通过基因敲除技术完全消除细胞或者动物个体中的靶基因活性。

CRISPR/Cas9基因敲除技术

CRISPR/Cas9系统由核酸酶Cas9和单链向导RNA (single guide RNA, sgRNA)组成。Cas9蛋白具有两个核酸酶结构域——RuvC样结构域和HNH结构域(RuvC结构域负责切割靶向链,而HNH负责切割与sgRNA互补配对的非靶向链),它可以在DNA的特定位置引入DSBs。sgRNA来源于反式激活CRISPR RNA(tracrRNA)和CRISPR RNA(crRNA)。每个crRNA包含一个保守的与tracrRNA互补的重复序列和一个与外源DNA互补的20 nt的转录间隔区。tracrRNA与crRNA互补后结合Cas9蛋白,形成CRISPR/Cas9-sgRNA复合物,在基因组的目标位点产生双链断裂。

图1. CRISPR/Cas9系统的结构成分(Sun J et al. Brief Funct Genomics. 2020;Liu C et al. J Control Release. 2017)

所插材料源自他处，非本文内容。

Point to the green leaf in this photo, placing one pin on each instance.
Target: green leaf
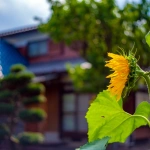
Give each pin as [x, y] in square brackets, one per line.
[106, 117]
[96, 145]
[147, 37]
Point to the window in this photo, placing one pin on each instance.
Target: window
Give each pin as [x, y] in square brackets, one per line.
[37, 48]
[74, 110]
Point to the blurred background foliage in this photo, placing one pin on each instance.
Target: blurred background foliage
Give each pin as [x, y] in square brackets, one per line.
[19, 99]
[94, 28]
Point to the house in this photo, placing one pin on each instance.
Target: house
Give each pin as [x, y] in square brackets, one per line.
[47, 60]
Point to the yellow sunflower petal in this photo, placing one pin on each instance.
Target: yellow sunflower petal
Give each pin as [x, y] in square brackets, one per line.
[120, 65]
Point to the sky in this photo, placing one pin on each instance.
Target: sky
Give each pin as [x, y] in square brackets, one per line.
[20, 13]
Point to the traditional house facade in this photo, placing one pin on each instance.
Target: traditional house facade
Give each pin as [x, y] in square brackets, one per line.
[47, 60]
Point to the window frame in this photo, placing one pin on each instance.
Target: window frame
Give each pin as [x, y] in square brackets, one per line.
[37, 41]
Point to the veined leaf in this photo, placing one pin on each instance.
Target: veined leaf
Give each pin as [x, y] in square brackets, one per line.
[105, 117]
[96, 145]
[147, 37]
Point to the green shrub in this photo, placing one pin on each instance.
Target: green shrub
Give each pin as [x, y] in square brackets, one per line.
[32, 115]
[5, 95]
[6, 108]
[30, 138]
[17, 68]
[34, 100]
[4, 131]
[33, 89]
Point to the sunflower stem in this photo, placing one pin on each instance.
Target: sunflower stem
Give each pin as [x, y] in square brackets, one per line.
[146, 77]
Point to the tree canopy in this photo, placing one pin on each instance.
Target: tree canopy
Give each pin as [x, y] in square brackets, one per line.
[96, 27]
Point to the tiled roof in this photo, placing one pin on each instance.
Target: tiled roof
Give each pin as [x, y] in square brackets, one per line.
[56, 66]
[16, 31]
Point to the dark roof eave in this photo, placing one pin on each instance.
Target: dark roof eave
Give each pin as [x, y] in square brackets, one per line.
[17, 31]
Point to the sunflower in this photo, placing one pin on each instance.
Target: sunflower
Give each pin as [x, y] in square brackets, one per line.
[118, 79]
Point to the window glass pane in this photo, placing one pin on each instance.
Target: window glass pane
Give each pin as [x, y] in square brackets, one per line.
[82, 123]
[141, 96]
[69, 103]
[68, 122]
[33, 48]
[38, 48]
[43, 46]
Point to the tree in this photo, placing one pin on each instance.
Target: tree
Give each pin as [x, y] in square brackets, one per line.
[17, 93]
[95, 28]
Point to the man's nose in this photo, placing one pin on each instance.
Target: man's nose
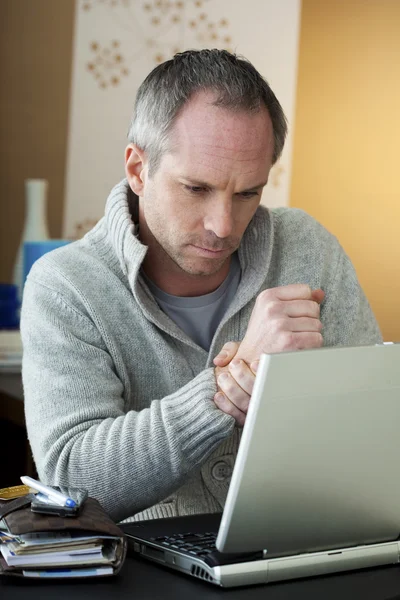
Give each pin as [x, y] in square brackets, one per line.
[219, 218]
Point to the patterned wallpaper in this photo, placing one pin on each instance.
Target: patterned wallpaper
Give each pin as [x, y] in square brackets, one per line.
[117, 42]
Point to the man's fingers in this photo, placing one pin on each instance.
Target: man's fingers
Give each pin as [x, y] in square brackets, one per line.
[302, 308]
[226, 354]
[307, 340]
[224, 404]
[294, 291]
[232, 390]
[243, 376]
[305, 324]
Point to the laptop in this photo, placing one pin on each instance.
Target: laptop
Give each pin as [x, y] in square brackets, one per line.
[315, 487]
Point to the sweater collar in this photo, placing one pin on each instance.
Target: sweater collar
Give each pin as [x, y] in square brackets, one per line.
[121, 216]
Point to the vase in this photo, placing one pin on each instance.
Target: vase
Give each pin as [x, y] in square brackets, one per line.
[35, 226]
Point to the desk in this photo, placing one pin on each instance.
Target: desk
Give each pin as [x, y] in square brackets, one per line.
[12, 416]
[140, 580]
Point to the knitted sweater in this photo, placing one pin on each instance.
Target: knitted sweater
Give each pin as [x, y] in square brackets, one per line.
[118, 399]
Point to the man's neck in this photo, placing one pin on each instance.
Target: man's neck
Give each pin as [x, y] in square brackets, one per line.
[173, 280]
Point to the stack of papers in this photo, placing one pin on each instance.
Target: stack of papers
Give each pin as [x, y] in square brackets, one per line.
[59, 554]
[10, 350]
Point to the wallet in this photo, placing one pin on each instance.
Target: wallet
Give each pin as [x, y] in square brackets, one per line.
[92, 521]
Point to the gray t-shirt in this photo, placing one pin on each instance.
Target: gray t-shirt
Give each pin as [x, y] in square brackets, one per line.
[199, 316]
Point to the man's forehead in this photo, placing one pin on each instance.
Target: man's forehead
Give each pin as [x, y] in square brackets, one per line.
[201, 123]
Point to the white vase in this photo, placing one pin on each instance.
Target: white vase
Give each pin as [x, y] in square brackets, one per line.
[35, 226]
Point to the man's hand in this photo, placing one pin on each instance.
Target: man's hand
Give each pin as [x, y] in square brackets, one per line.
[284, 318]
[235, 382]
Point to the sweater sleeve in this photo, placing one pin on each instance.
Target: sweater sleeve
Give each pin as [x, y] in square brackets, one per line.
[346, 315]
[79, 432]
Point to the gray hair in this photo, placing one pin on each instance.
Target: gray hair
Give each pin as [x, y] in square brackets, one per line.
[236, 82]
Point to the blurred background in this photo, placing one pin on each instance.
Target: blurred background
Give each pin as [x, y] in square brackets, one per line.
[70, 70]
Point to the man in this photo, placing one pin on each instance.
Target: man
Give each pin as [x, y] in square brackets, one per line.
[120, 328]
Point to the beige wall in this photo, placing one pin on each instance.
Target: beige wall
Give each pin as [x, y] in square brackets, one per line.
[347, 131]
[35, 72]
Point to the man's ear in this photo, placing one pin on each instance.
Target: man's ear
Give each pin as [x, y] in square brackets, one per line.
[136, 168]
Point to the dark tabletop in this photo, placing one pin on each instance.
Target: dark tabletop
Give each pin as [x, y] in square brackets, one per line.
[140, 580]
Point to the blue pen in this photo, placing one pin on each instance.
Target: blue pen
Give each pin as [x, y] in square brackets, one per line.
[54, 495]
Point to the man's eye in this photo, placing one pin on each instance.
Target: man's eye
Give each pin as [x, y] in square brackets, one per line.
[195, 189]
[248, 195]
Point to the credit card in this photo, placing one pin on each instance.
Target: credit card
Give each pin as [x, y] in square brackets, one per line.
[15, 491]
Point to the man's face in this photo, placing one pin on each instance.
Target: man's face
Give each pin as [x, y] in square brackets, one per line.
[196, 207]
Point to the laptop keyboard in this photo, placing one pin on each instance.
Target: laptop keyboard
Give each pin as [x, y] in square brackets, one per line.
[194, 544]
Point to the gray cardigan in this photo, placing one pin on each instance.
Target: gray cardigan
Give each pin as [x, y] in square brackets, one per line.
[118, 399]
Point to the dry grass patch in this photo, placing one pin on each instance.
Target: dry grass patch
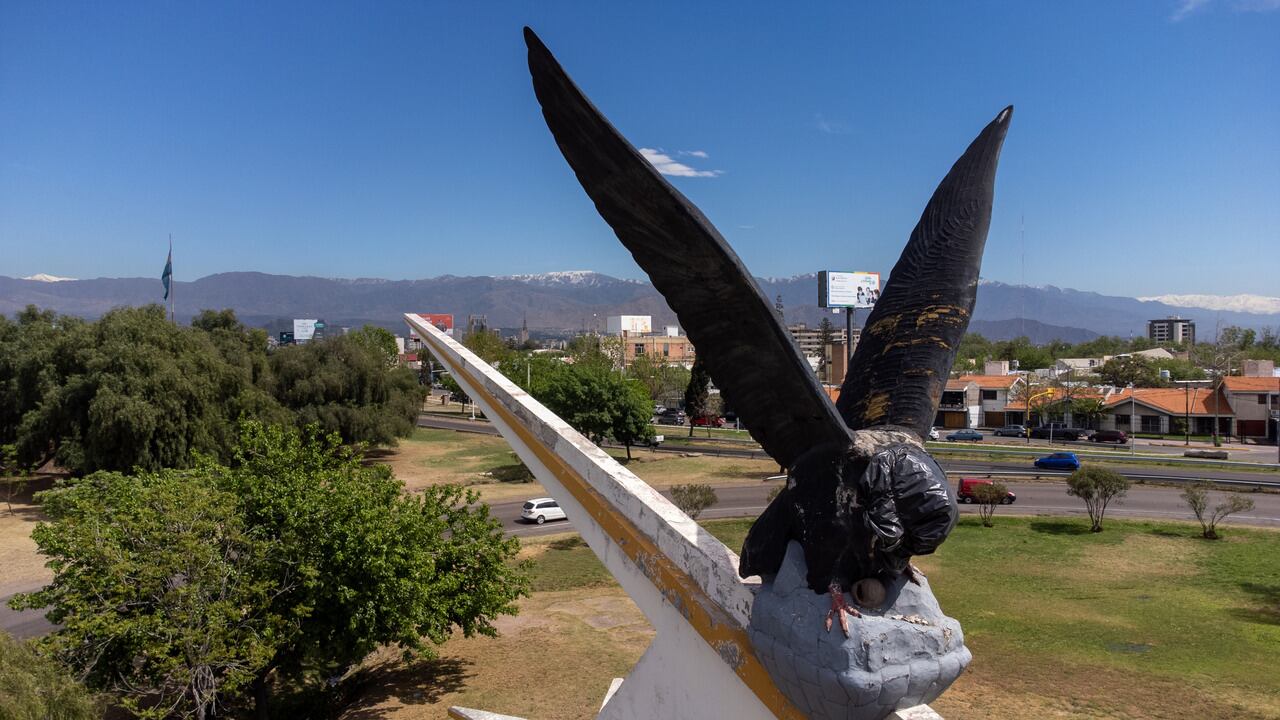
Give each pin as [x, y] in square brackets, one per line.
[21, 566]
[1139, 557]
[432, 458]
[1002, 683]
[554, 661]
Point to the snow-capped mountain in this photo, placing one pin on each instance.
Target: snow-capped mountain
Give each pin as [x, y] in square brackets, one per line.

TracrRNA/crRNA通常被设计成单链小片段的向导RNA—sgRNA。sgRNA主要包含两个关键片段:3端的双股RNA结构与Cas9蛋白结合,5端的引导序列与目标DNA序列结合。

与TALENs相比,CRISPR/Cas9具有成本低、效率高和简单易用等优势,因而被人们广泛应用。下表所列为TALENs和CRISPR/Cas9两种技术的比较:

2、条件型基因敲除

通过定位重组系统实现特定时间和空间的基因敲除。其中,尤以 Cre/Loxp 系统和FLP/FRT系统应用最为广泛。

Cre/LoxP重组酶系统

包含两个部分:Cre重组酶及其特异识别的LoxP位点。Cre 重组酶是一种位点特异性重组酶,可介导两个34 bp的LoxP位点之间的特异性重组,使LoxP位点之间的序列或基因被删除或者倒转。LoxP位点包括两个13bp的反向重复序列和一个8bp的间隔区域。其中,反向重复序列是Cre重组酶的特异识别位点,而间隔区域决定了loxP位点的方向。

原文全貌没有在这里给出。